Evo312: An Evodiamine Analog and Novel PKCβI Inhibitor with Potent Antitumor Activity in Gemcitabine-Resistant Pancreatic Cancer

As an obstinate cancer pancreatic cancer (PC) poses a major challenge due to limited treatment options which include resection surgery, radiation therapy, and gemcitabine-based chemotherapy.
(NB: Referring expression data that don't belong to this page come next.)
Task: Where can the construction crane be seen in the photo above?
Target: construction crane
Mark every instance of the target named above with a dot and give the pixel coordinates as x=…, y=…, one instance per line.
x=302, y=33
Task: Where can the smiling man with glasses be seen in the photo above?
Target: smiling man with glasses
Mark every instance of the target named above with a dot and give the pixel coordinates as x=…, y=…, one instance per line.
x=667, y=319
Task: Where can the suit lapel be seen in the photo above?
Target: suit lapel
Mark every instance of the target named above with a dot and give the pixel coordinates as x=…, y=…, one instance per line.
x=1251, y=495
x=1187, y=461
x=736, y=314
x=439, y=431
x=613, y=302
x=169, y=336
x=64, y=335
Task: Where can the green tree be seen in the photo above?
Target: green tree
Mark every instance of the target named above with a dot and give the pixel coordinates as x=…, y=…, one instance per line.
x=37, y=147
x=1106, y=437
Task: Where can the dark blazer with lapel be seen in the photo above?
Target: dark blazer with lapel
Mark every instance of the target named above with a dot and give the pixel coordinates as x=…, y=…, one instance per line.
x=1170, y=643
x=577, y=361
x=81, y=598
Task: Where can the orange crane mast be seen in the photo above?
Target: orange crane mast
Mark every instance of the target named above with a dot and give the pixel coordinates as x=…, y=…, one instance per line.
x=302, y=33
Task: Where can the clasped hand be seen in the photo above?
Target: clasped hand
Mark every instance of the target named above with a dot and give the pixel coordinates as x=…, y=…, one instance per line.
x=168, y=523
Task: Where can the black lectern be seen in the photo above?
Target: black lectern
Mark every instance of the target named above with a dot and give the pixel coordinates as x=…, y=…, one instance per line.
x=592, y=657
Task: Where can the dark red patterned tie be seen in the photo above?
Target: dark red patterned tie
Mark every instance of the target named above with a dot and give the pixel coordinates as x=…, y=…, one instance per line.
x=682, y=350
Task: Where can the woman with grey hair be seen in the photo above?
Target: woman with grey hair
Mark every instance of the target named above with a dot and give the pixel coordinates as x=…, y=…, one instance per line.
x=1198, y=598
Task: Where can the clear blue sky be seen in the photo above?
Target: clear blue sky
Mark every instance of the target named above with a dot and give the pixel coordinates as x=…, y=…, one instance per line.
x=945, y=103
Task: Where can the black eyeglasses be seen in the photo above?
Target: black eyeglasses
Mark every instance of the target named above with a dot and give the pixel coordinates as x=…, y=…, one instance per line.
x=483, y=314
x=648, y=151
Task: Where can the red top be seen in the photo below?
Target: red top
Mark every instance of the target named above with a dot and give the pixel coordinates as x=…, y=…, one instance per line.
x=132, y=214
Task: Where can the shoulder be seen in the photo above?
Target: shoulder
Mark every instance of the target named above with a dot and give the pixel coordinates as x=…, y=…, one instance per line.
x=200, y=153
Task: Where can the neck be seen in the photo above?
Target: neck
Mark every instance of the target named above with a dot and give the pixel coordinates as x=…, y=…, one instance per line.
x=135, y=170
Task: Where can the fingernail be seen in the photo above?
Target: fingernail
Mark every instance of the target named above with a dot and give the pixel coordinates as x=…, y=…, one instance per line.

In cancer cells, protein kinase C beta I (PKC beta I) participates in diverse cellular processes, including cell proliferation, invasion, and apoptotic pathways. In the present study, we created a scaffold to develop PKC beta I inhibitors using evodiamine-based synthetic molecules. Among the candidate inhibitors, Evo312 exhibited the highest antiproliferative efficacy against PC cells, PANC-1, and acquired gemcitabine-resistant PC cells, PANC-GR. Additionally, Evo312 robustly inhibited PKC beta I activity. Mechanistically, Evo312 effectively suppressed the upregulation of PKC beta I protein expression, leading to the induction of cell cycle arrest and apoptosis in PANC-GR cells. Furthermore, Evo312 exerted an antitumor activity in a PANC-GR cell-implanted xenograft mouse model. These findings position Evo312 as a promising lead compound for overcoming gemcitabine resistance in PC through novel mechanisms.